Read an extract of Kill Your Boss by Jack Heath.

Kill Your Boss by Jack Heath


KIARA


As the body crumples to the concrete, Kiara stands there, stunned. The ringing of the bike rack goes on and on, like the tolling of a giant bell. A blowfly buzzes past her ear. A leaf blows along the gutter, making a soft scraping sound. Absurdly, horrifyingly, the song ‘It’s Raining Men’ pops into her head.


The man, dressed in a dark blue suit with light blue pinstripes, lies facedown on the library steps. One of his trouser legs has ridden up, revealing a novelty sock with a dog-bone pattern. His polished brogues gleam against the dull concrete. His right arm is twisted awkwardly beneath his chest, while his black hair—short at the back, moussed on the top—shows flecks of grey and a disturbing splash of red.


Kiara looks up, as if she might see a wormhole or something. The bike rack is right under the eave of the roof. It’s a four or five metre drop, which might have been okay onto grass or a great big pile of pillows. Face-first into a steel bike rack? Not so much.

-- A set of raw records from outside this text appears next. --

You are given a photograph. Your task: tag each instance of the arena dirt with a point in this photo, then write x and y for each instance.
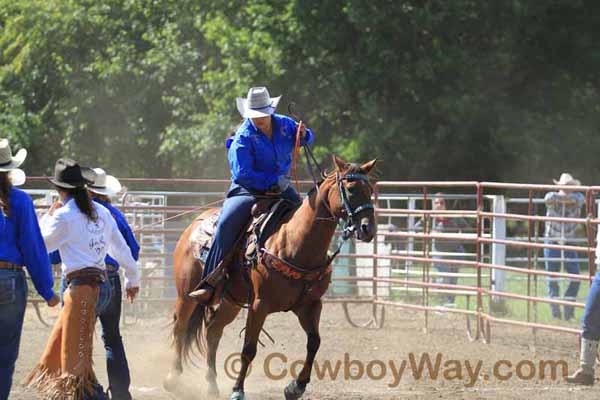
(148, 348)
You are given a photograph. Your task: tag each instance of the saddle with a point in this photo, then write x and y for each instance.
(267, 215)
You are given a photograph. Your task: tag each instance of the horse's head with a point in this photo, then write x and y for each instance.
(350, 197)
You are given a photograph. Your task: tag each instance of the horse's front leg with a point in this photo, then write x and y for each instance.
(309, 317)
(256, 318)
(223, 316)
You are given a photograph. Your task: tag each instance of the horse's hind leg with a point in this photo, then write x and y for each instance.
(223, 316)
(309, 317)
(183, 311)
(254, 323)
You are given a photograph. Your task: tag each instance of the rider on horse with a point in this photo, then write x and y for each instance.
(260, 157)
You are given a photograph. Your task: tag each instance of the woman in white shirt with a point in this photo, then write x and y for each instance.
(84, 232)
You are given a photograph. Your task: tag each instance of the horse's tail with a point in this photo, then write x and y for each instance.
(192, 338)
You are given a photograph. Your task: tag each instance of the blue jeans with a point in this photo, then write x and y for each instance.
(104, 301)
(13, 301)
(234, 216)
(591, 314)
(553, 289)
(119, 377)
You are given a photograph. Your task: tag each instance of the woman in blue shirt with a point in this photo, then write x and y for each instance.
(21, 244)
(260, 157)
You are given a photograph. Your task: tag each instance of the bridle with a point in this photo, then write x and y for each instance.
(351, 214)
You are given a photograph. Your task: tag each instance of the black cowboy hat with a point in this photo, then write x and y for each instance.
(69, 175)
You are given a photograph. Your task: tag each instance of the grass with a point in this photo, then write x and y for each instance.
(521, 310)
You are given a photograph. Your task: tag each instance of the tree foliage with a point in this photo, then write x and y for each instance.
(459, 89)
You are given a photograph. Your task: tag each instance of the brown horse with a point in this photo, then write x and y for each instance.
(302, 239)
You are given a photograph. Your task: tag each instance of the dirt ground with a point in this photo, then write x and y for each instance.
(378, 356)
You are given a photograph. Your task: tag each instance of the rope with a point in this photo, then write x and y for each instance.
(179, 215)
(295, 156)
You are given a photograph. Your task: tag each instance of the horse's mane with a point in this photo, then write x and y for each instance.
(331, 176)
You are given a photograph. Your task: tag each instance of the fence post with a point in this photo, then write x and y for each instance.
(498, 250)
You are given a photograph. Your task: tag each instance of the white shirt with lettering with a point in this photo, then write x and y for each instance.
(84, 243)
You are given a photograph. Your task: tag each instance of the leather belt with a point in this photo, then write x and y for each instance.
(7, 265)
(87, 276)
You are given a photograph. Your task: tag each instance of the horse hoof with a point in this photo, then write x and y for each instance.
(238, 395)
(294, 390)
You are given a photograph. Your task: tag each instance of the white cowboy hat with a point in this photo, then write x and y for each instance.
(104, 184)
(7, 161)
(258, 103)
(567, 179)
(17, 177)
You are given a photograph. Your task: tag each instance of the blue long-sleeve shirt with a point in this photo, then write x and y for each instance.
(125, 230)
(255, 161)
(21, 242)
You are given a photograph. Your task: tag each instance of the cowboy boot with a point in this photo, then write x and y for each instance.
(585, 374)
(203, 295)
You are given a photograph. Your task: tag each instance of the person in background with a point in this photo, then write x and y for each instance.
(564, 204)
(21, 244)
(590, 327)
(119, 378)
(445, 224)
(84, 232)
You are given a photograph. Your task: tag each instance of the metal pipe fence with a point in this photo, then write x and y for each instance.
(499, 263)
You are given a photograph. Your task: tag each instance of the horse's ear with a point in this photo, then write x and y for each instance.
(340, 165)
(367, 167)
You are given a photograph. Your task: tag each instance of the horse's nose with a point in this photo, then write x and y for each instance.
(366, 229)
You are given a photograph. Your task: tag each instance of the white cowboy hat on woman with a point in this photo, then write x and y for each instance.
(567, 179)
(258, 103)
(104, 184)
(10, 163)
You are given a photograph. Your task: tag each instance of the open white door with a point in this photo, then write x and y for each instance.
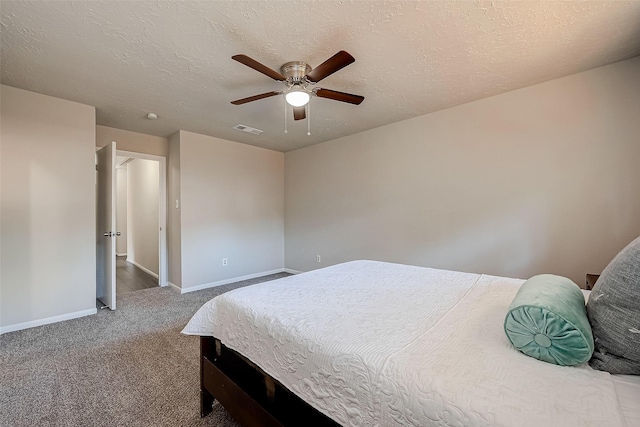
(106, 226)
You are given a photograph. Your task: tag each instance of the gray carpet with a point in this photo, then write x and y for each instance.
(129, 367)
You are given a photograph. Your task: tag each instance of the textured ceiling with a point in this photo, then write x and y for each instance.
(174, 58)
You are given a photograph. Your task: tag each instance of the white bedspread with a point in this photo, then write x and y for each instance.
(379, 344)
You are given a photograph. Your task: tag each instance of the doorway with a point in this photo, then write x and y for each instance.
(152, 262)
(137, 219)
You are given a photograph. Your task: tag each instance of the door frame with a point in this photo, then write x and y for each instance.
(163, 274)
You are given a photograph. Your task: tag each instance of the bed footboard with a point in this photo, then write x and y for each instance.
(251, 396)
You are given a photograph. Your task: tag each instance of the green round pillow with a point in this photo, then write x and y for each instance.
(547, 320)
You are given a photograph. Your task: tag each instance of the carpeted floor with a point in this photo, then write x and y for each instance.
(129, 367)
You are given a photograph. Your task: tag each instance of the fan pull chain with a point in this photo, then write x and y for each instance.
(309, 118)
(285, 114)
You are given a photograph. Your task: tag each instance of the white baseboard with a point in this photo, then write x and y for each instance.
(174, 287)
(146, 270)
(227, 281)
(47, 320)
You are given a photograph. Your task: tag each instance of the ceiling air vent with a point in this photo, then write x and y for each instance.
(248, 129)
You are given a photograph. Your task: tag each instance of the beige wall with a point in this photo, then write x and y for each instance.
(232, 206)
(47, 209)
(174, 220)
(540, 180)
(121, 210)
(143, 214)
(132, 141)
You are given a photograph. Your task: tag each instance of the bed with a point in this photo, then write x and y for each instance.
(369, 343)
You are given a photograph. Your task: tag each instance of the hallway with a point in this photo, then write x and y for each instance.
(130, 278)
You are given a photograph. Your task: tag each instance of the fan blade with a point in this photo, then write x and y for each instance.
(299, 113)
(252, 63)
(330, 66)
(254, 98)
(339, 96)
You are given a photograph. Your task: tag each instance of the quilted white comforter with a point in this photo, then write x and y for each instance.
(378, 344)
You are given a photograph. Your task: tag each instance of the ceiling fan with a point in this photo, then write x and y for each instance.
(300, 78)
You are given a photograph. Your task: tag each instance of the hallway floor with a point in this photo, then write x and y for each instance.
(130, 278)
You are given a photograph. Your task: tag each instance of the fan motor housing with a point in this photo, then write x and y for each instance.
(295, 70)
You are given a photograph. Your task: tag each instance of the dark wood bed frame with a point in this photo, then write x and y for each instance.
(250, 395)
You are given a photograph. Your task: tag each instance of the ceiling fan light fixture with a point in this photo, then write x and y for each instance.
(297, 98)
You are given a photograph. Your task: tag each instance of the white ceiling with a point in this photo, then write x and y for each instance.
(174, 58)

There’s a gasp of horror from the doorway of the bakery, where a woman wearing a baby carrier has just emerged. Someone else screams.


Kiara snaps out of her fugue state and kneels beside the man. She places a hand on his shoulder. ‘Sir?’ she says, giving him a light push. ‘Sir, can you hear me?’


If there’s a response, she can’t perceive it. A roaring fills her ears.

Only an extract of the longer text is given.